How Respecting the Circle of Life Works

RCL includes a culturally-grounded curriculum taught by Native American educators. Educators deliver eight lessons at a camp and a ninth lesson after camp to participants and parents in their homes. The family-based lesson reinforces content from camp and encourages teens to talk about tough sexual health topics with their parent or guardian.

A first evaluation showed that RCL increased knowledge about how to prevent sexually transmitted infections. It also improved individuals’ confidence in their ability to use condoms, their intention to wear condoms, and their belief that condoms can protect them. The program also improved teens’ ability to negotiate with their sexual partners and talk to their family about sex.

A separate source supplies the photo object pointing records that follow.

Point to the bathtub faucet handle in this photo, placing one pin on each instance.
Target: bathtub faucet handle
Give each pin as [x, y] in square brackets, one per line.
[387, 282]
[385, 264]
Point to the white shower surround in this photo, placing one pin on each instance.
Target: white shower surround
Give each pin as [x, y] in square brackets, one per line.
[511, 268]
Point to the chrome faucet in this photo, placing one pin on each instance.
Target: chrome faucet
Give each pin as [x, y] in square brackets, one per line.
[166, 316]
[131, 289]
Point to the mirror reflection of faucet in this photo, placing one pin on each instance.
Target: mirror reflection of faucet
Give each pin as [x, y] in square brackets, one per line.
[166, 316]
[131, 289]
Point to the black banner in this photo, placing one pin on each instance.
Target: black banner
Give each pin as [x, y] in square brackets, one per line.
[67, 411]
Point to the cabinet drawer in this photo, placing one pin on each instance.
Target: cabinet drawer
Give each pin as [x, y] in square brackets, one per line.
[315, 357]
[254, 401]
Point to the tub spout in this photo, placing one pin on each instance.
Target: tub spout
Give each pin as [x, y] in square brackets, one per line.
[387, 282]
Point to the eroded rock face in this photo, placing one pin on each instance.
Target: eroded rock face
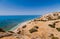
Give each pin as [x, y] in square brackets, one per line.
[46, 27]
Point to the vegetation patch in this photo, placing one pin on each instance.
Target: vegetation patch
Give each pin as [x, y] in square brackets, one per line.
[24, 26]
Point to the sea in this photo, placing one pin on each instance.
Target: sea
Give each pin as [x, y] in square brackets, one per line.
[9, 22]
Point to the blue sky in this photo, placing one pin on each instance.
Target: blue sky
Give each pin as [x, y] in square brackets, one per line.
[28, 7]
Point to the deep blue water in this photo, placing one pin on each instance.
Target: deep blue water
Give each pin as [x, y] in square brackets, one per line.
[8, 22]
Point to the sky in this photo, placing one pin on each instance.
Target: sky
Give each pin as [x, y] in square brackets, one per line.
[28, 7]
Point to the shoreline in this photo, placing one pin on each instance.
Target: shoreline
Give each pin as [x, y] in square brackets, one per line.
[21, 24]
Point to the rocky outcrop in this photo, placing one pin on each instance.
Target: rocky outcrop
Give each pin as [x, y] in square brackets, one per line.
[45, 27]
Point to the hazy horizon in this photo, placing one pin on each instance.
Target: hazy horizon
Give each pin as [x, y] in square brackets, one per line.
[28, 7]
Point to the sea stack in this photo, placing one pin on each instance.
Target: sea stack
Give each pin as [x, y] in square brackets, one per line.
[45, 27]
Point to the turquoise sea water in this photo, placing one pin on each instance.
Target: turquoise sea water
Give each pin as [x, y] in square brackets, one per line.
[8, 22]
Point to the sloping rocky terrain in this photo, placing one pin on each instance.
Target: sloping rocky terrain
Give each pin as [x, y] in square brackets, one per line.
[45, 27]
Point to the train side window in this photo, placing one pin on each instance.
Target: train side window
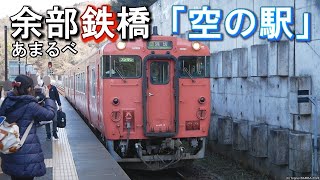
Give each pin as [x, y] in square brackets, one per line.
[121, 66]
[93, 82]
[159, 72]
[194, 66]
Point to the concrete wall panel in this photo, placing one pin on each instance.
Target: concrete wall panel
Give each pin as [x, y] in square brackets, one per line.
[227, 64]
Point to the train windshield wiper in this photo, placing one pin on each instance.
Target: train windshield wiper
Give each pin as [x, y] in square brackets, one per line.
[188, 73]
[120, 74]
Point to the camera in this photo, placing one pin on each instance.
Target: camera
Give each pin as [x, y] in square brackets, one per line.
[39, 94]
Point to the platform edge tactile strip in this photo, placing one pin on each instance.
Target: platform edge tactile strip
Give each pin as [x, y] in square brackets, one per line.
[63, 164]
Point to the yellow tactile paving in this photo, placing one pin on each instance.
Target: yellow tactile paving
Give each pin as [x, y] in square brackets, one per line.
[63, 164]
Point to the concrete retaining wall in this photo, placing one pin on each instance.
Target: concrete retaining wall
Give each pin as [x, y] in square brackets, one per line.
[254, 87]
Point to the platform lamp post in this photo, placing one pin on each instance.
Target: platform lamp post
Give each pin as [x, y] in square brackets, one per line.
[315, 170]
[5, 53]
[26, 64]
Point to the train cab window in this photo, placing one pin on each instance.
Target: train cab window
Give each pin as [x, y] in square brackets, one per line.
[159, 72]
[121, 67]
[194, 66]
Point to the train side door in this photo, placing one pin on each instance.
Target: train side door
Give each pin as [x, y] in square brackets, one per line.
[160, 101]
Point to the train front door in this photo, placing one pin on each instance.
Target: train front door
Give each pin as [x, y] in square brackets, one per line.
[160, 99]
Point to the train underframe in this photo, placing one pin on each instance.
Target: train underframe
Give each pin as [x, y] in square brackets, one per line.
[158, 153]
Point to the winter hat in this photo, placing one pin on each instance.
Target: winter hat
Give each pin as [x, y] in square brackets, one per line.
[22, 83]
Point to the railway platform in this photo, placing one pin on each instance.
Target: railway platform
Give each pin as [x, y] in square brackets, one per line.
[77, 154]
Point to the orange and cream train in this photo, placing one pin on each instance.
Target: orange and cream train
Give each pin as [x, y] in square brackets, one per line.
[149, 100]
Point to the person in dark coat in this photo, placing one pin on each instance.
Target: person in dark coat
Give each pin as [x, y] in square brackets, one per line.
[28, 161]
[54, 95]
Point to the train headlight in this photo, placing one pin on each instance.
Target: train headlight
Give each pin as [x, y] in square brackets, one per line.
[115, 101]
[121, 45]
[196, 46]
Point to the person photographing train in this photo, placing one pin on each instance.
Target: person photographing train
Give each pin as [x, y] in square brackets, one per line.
[54, 95]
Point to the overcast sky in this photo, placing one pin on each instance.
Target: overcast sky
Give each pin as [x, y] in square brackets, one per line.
[12, 7]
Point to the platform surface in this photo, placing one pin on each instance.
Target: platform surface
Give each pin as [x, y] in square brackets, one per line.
[77, 154]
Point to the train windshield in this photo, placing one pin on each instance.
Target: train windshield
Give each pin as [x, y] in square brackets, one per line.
[194, 66]
[121, 66]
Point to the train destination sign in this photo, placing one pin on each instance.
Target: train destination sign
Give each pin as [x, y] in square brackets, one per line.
[161, 45]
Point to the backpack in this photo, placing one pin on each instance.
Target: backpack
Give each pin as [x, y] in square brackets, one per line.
[61, 119]
[9, 133]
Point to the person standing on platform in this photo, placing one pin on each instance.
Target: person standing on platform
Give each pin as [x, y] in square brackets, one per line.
[54, 95]
[21, 107]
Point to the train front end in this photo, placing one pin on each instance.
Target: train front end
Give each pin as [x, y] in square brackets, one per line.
[156, 101]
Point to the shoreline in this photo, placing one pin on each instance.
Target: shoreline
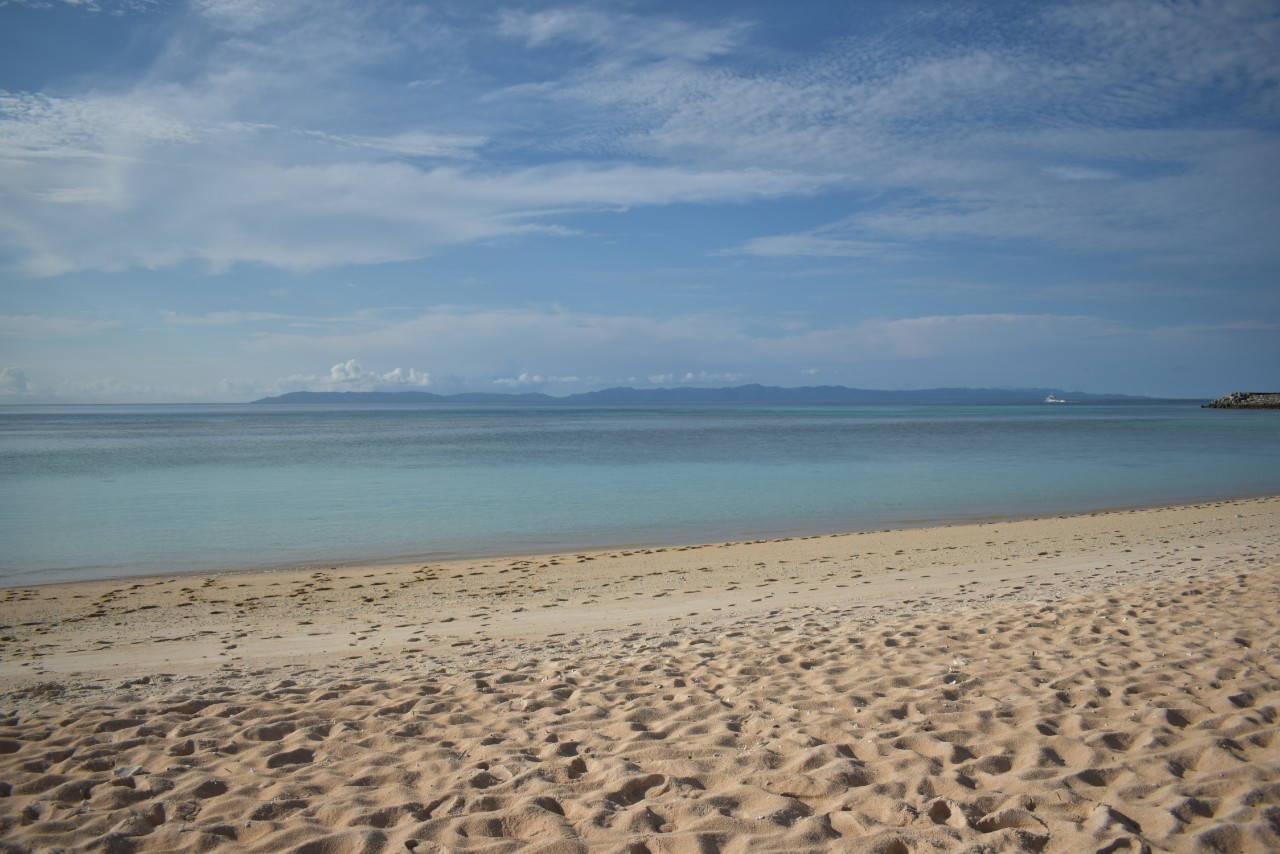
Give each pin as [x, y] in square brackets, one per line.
[355, 563]
[1100, 681]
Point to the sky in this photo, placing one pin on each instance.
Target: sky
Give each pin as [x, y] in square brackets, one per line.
[222, 200]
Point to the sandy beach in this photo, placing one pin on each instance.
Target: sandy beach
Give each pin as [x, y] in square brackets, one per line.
[1097, 683]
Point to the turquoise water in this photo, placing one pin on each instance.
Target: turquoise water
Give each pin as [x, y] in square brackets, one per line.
[106, 491]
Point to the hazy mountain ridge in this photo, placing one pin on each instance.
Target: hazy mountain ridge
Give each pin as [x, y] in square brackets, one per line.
[753, 393]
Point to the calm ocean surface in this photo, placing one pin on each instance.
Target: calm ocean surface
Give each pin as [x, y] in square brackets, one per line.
[108, 491]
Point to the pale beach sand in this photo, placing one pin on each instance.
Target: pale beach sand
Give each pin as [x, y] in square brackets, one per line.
[1098, 683]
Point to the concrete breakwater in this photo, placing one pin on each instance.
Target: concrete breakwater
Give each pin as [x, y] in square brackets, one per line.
[1246, 401]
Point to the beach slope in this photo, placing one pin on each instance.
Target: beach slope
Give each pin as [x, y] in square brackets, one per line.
[1098, 683]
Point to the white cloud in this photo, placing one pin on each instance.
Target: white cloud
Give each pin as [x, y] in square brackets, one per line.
[13, 382]
[350, 375]
[526, 379]
[621, 35]
[51, 325]
[224, 318]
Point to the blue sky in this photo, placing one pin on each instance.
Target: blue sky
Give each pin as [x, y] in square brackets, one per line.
[218, 200]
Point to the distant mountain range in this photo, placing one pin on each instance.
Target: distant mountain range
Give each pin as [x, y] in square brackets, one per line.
[736, 394]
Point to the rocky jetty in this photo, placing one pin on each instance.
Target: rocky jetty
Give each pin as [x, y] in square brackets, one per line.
[1246, 401]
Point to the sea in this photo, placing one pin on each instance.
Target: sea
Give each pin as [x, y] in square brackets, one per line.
[91, 492]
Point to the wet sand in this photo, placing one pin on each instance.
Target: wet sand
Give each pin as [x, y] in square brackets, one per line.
[1106, 681]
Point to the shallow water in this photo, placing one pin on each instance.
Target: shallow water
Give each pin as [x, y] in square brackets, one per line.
[104, 491]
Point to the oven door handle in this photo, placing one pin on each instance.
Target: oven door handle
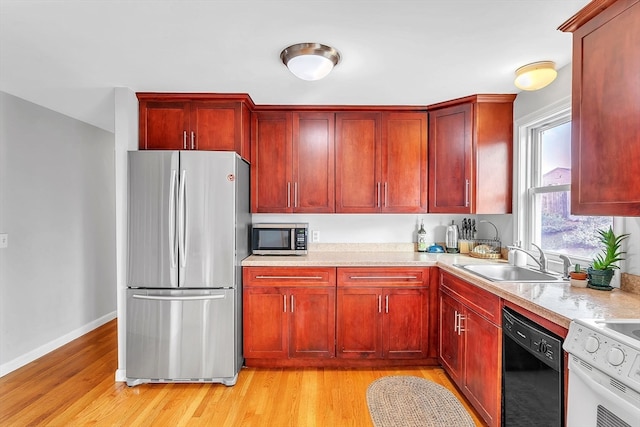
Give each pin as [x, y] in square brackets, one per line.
[599, 389]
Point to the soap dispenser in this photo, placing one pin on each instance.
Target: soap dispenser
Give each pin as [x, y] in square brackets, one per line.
[422, 238]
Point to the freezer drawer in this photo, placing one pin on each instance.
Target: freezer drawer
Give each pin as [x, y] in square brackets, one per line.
[182, 336]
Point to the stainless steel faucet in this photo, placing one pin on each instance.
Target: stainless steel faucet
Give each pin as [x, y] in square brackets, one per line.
[542, 261]
[566, 266]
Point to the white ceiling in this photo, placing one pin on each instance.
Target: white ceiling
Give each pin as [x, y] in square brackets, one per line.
[68, 55]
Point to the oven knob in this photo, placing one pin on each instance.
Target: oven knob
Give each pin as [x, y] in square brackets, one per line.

RCL is now part of a national evaluation of innovative programs to prevent teen pregnancy. Additional evidence of its effectiveness is expected to further support rapid scaling of the program to tribal and urban communities across the U.S., building on the experience of the Johns Hopkins Center for American Indian Health, which offers other evidence-based behavioral health programs to Native American families in 120 communities across 17 states.